There are limitations to the measurement of working conditions. Working conditions were classified according to JEM based on occupational title. Such an approach has been proposed as a more objective way to collect information than self-reports, which may be sensitive to individuals’ claims, expectations, and health (35). A disadvantage with using inferred information is that some of the true variations are eliminated, which may lead to underestimation of true associations. However, in the Swedish Stockholm Heart Epidemiology Program (SHEEP) study and the British Whitehall study, associations between job control inferred from job titles and coronary heart disease and self-reported job control and coronary heart disease were shown to be similar (36, 37). Furthermore, working conditions were measured only once in the present study, at 32 or 37 years of age (in 1985). One might argue that these conditions could have changed subsequently and be misclassified during the follow-up. However, sensitivity analyses in our previous study, using the same exposure matrices on a similarly aged male cohort, showed no evidence of this (12). Using one or two measurement points in that study (five years apart) produced similar results. Finally, although job control and physical strain at work represent the main differences in working conditions between high and low educated people, there may hypothetically be factors of importance that we did not capture, eg, effort–reward imbalance (38).

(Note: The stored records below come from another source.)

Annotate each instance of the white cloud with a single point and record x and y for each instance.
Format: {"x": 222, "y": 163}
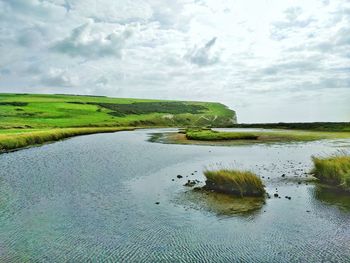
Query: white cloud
{"x": 204, "y": 55}
{"x": 82, "y": 42}
{"x": 59, "y": 78}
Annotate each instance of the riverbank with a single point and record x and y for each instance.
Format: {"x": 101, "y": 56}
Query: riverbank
{"x": 242, "y": 137}
{"x": 333, "y": 171}
{"x": 17, "y": 139}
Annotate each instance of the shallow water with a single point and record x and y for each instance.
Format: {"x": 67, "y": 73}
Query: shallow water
{"x": 92, "y": 198}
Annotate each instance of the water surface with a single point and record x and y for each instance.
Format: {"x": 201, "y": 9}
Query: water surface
{"x": 92, "y": 198}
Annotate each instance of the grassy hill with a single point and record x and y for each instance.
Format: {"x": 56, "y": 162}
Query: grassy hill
{"x": 23, "y": 111}
{"x": 28, "y": 119}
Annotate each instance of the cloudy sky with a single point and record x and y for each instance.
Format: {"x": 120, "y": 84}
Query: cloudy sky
{"x": 270, "y": 60}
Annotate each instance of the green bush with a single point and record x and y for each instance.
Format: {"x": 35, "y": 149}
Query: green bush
{"x": 234, "y": 182}
{"x": 334, "y": 170}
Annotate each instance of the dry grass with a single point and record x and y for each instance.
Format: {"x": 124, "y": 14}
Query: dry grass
{"x": 334, "y": 170}
{"x": 11, "y": 141}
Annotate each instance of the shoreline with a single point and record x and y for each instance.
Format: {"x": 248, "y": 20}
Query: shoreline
{"x": 10, "y": 142}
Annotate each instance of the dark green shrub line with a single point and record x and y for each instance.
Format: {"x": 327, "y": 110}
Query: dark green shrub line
{"x": 315, "y": 126}
{"x": 138, "y": 108}
{"x": 14, "y": 103}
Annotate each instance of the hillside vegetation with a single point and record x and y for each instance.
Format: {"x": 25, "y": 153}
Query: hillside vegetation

We limited our study to disability pensions with musculoskeletal, psychiatric, and “other” diagnoses, which are not homogeneous categories. However, these have been used in previous studies and were large enough to avoid imprecision and instability in our multivariable analyses stratified by gender. Further, psychological distress (depression/anxiety symptoms) have been shown to account for disability pensions with somatic diagnoses, and psychiatric diagnoses seem underutilized for disability pensions (39, 40). It is therefore possible that disability pension due to psychiatric disorders were underestimated and disability pension due to somatic disorders overestimated. It is difficult to tell, however, how such a bias may be linked to level of education.
In conclusion, our study showed that physical and psychosocial working conditions seem to explain part of the increased rate of disability pension among low educated men and women, even though this association does reflect considerable selection effects based on factors already present in childhood.